Picture by Kevin Steele

I’ve now got 500 (probably 800) channels and there’s nothing on.  Well, I’ve overstated the fact.  I have about 30 movie channels, at least 7 channels dedicated to major sports leagues, and innumerable shopping, food, and car chase channels.  I recently re-entered the world of Comcast HD for the purpose of getting better internet access, seeing a few more sports events in HD, and for the On-Demand video service.  Yet a funny thing happened.  In the midst of the content overload, I realized that having more bandwidth is … fabulously good.

Before I had DSL and had modest speeds (3mb/s down, 768k/s up).  This was fine for most internet surfing, though working at home and uploading large files sometimes seemed a bit pokey, especially when using a VPN.  Yet now I have 10 times the speed.  Ten times the speed.  I now understand the benefit of improving a product or service by 10x.  It shakes you out of your current behavior and provides an opportunity to try new things and get new benefits.

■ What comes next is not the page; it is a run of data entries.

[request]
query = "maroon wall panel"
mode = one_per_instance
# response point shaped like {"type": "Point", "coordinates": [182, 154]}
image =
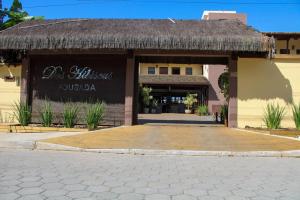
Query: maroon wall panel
{"type": "Point", "coordinates": [80, 79]}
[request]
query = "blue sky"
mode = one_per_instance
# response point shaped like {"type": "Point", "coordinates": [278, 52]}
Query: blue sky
{"type": "Point", "coordinates": [264, 15]}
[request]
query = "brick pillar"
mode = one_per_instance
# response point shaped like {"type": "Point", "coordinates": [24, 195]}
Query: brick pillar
{"type": "Point", "coordinates": [232, 107]}
{"type": "Point", "coordinates": [129, 89]}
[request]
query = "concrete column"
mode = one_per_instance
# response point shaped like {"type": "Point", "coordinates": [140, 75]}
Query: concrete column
{"type": "Point", "coordinates": [232, 107]}
{"type": "Point", "coordinates": [25, 80]}
{"type": "Point", "coordinates": [129, 89]}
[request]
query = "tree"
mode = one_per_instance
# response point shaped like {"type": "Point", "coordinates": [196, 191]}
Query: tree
{"type": "Point", "coordinates": [15, 15]}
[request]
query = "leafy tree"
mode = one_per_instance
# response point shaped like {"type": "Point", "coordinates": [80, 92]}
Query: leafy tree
{"type": "Point", "coordinates": [15, 15]}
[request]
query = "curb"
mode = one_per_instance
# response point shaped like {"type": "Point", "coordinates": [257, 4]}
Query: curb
{"type": "Point", "coordinates": [267, 134]}
{"type": "Point", "coordinates": [18, 145]}
{"type": "Point", "coordinates": [56, 147]}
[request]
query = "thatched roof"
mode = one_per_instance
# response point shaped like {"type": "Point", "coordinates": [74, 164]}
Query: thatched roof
{"type": "Point", "coordinates": [212, 35]}
{"type": "Point", "coordinates": [173, 80]}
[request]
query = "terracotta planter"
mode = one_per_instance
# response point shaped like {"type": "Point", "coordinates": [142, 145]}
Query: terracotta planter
{"type": "Point", "coordinates": [226, 122]}
{"type": "Point", "coordinates": [187, 111]}
{"type": "Point", "coordinates": [146, 110]}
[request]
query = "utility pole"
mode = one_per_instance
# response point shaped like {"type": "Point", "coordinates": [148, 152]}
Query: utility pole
{"type": "Point", "coordinates": [1, 18]}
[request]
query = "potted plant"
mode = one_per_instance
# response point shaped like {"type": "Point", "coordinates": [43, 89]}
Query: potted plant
{"type": "Point", "coordinates": [154, 106]}
{"type": "Point", "coordinates": [224, 114]}
{"type": "Point", "coordinates": [202, 110]}
{"type": "Point", "coordinates": [189, 102]}
{"type": "Point", "coordinates": [146, 98]}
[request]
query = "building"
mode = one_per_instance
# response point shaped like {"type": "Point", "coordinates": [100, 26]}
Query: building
{"type": "Point", "coordinates": [262, 81]}
{"type": "Point", "coordinates": [212, 72]}
{"type": "Point", "coordinates": [171, 83]}
{"type": "Point", "coordinates": [82, 59]}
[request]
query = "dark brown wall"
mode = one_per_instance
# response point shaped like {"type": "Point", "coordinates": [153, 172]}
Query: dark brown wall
{"type": "Point", "coordinates": [64, 87]}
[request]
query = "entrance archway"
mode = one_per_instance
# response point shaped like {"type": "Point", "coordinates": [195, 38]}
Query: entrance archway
{"type": "Point", "coordinates": [184, 59]}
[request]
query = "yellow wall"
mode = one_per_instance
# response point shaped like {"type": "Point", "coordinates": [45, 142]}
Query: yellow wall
{"type": "Point", "coordinates": [261, 81]}
{"type": "Point", "coordinates": [197, 68]}
{"type": "Point", "coordinates": [9, 92]}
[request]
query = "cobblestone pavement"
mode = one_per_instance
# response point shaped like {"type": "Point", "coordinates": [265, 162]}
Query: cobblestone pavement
{"type": "Point", "coordinates": [73, 175]}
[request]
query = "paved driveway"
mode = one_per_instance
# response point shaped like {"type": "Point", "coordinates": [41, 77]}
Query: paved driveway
{"type": "Point", "coordinates": [39, 175]}
{"type": "Point", "coordinates": [172, 137]}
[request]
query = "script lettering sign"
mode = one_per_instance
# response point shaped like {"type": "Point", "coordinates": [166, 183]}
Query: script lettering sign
{"type": "Point", "coordinates": [75, 73]}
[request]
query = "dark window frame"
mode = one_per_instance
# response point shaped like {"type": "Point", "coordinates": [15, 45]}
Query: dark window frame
{"type": "Point", "coordinates": [177, 70]}
{"type": "Point", "coordinates": [162, 70]}
{"type": "Point", "coordinates": [150, 70]}
{"type": "Point", "coordinates": [186, 71]}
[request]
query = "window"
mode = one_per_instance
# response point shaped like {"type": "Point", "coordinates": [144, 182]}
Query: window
{"type": "Point", "coordinates": [163, 70]}
{"type": "Point", "coordinates": [188, 71]}
{"type": "Point", "coordinates": [151, 70]}
{"type": "Point", "coordinates": [284, 51]}
{"type": "Point", "coordinates": [176, 70]}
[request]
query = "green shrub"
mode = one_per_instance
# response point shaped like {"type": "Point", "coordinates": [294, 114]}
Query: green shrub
{"type": "Point", "coordinates": [47, 114]}
{"type": "Point", "coordinates": [146, 95]}
{"type": "Point", "coordinates": [296, 115]}
{"type": "Point", "coordinates": [22, 112]}
{"type": "Point", "coordinates": [189, 100]}
{"type": "Point", "coordinates": [202, 110]}
{"type": "Point", "coordinates": [224, 112]}
{"type": "Point", "coordinates": [94, 115]}
{"type": "Point", "coordinates": [70, 115]}
{"type": "Point", "coordinates": [273, 116]}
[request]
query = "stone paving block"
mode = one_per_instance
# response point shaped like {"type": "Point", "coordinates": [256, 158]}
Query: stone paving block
{"type": "Point", "coordinates": [122, 190]}
{"type": "Point", "coordinates": [184, 197]}
{"type": "Point", "coordinates": [97, 189]}
{"type": "Point", "coordinates": [130, 196]}
{"type": "Point", "coordinates": [8, 189]}
{"type": "Point", "coordinates": [79, 194]}
{"type": "Point", "coordinates": [9, 196]}
{"type": "Point", "coordinates": [30, 191]}
{"type": "Point", "coordinates": [75, 187]}
{"type": "Point", "coordinates": [30, 184]}
{"type": "Point", "coordinates": [54, 193]}
{"type": "Point", "coordinates": [196, 192]}
{"type": "Point", "coordinates": [32, 197]}
{"type": "Point", "coordinates": [52, 186]}
{"type": "Point", "coordinates": [157, 197]}
{"type": "Point", "coordinates": [105, 196]}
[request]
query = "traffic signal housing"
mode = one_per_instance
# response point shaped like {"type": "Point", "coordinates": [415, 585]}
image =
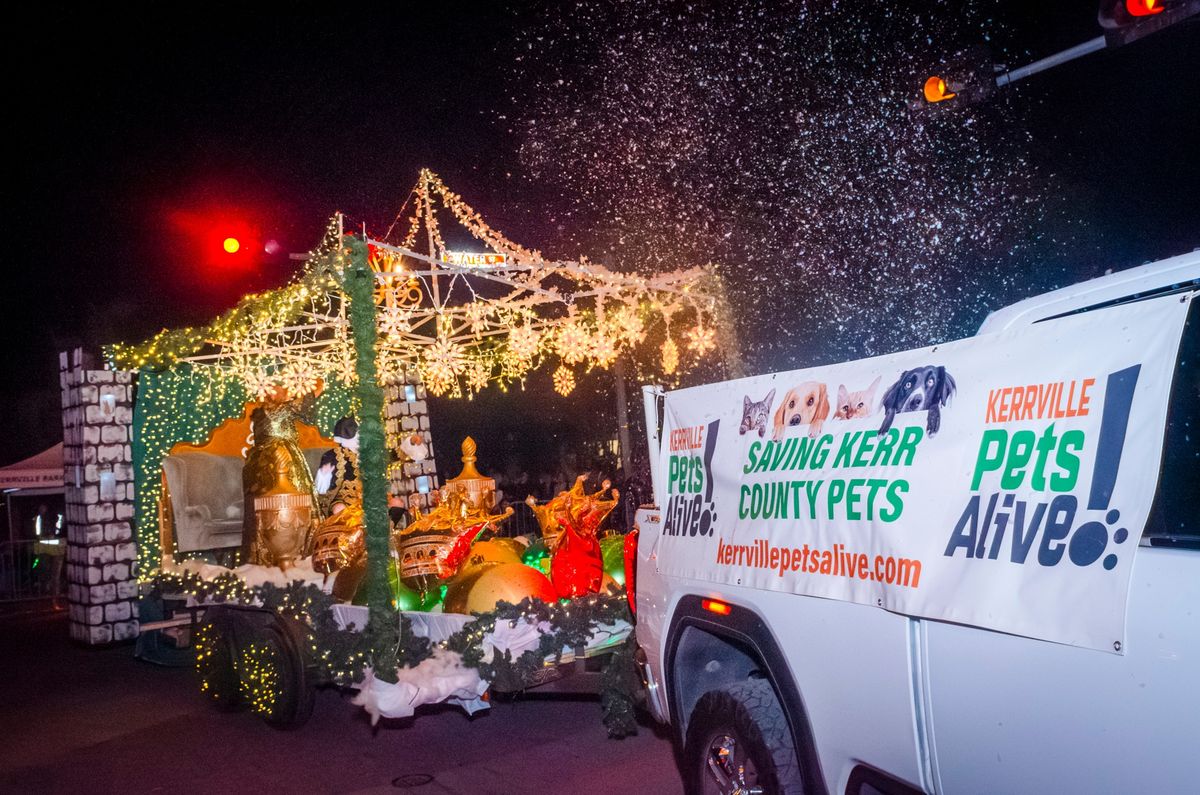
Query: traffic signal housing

In the classic HBS Article Eager Sellers, Stony Buyers: Understanding the Psychology of New Product Adoption, John Gourville posits (and proves) that sellers overvalue the benefit of the product they are selling by 3x. He also finds that prospective buyers overvalue the benefits of the product they have by 3x. To overcome this stasis, entrepreneurs need to provide a 10x improvement to break through the behavioral trigger that stops buyers from buying when they ought to find benefit.

I didn’t realize that I was getting a 10x benefit in network speed by changing my subscription. In fact, it took a lot of pain (loss of channels, high customer acquisition cost through subsidy by Comcast, and a visit by a technician causing me to wait almost a week for new service). Yet now all I can think about is what I want to do with an extra 9x of bandwidth. I can now stream music, watch an movie in high definition as soon as I want it, and download and upload files with ease. I wonder what the next big idea will be now that I am no longer stuck in the same old rut.

Moving to a startup has provided a similar eye-opener at work. And it provides another eye-opener: our current and prospective customers need the same 10x improvement to believe in our work, to trust us with their time and effort, and to be truly wowed by the improvements we build. This is why improving things by 10x matters, and why it should be the goal of any entrpreneur or person.